One example is AD109, a combination of the novel antimuscarinic agent aroxybutynin and the norepinephrine reuptake inhibitor atomoxetine. Dr. Yaremchuk participated in the phase 2 randomized, double-blind, placebo-controlled, parallel-group, Mariposa trial assessing the combination in 181 patients (Am J Respir Crit Care Med. 2023;208:1316-1327). The investigators reported significant improvement in several OSA markers. For example, AHI with a 4% desaturation criterion (primary outcome) was reduced from a median of 20.5 (12.3–27.2) to 10.8 (5.6–18.5) in a 2.5/75-mg drug combination arm (−47.1%), and from 19.4 (13.7–26.4) to 9.5 (6.1–19.3) in a 5/75 mg arm (−42.9%; both P<0.0001 versus placebo).
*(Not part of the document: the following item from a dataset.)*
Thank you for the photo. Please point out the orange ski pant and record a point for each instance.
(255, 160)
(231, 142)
Subjectively, there was an improvement in fatigue with the 2.5/75 mg dosage (P<0.05 versus placebo and atomoxetine). The most common adverse events were dry mouth, insomnia, and urinary hesitancy.
Dr. Yaremchuk underscored why this pharmacologic approach “will be a game changer” for certain OSA patients. For some of them, she noted, “the upper airway muscles are incompetent. When an individual goes to sleep, their muscles relax and their upper airway collapses.” The atomoxetine component of AD109 “acts on the brainstem and increases muscle tone during sleep and keeps the airway open.” The antimuscarinic component is needed, she added, to ensure that patients aren’t stimulated during sleep with insomnia, because atomoxetine has been shown to increase heart rate—an adverse reaction observed in the Mariposa trial, although to a lesser degree than in previous studies (Drug Saf. 2003;26:729-740).
As for how AD109 and other drug therapies might ultimately fit into OSA treatments, Dr. Yaremchuk said a multimodal approach is most likely. It’s not unusual, she noted, for patients with diabetes, hypertension, or a host of other chronic conditions to require two different medications to control their disease. “OSA is no different,” she said. “Maybe they will need an oral mandibular device. Maybe they need CPAP or perhaps some form of surgery. Now, we have drugs in the pipeline that also can help—including a novel TASK channel antagonist nasal spray that reduces sleep apnea severity [Am J Physiol Heart Circ Physiol. 2024;326:H715-H723]. This gives us even more treatment options we can titrate until OSA symptoms are finally under control.”
Thomas M. Kaffenberger, MD, an assistant professor in the department of otolaryngology–head and neck surgery at the University of Pittsburgh School of Medicine, agreed that the AD109 results “are encouraging, but we don’t yet know whether OSA patients actually will be able to tolerate these medications long term.” If follow-up data confirm safety and efficacy, he noted, “Fantastic; maybe we can combine atomoxetine and oxybutynin with tirzepatide or some other weight loss options, which is great news for all of the OSA patients who we know can’t tolerate CPAP.”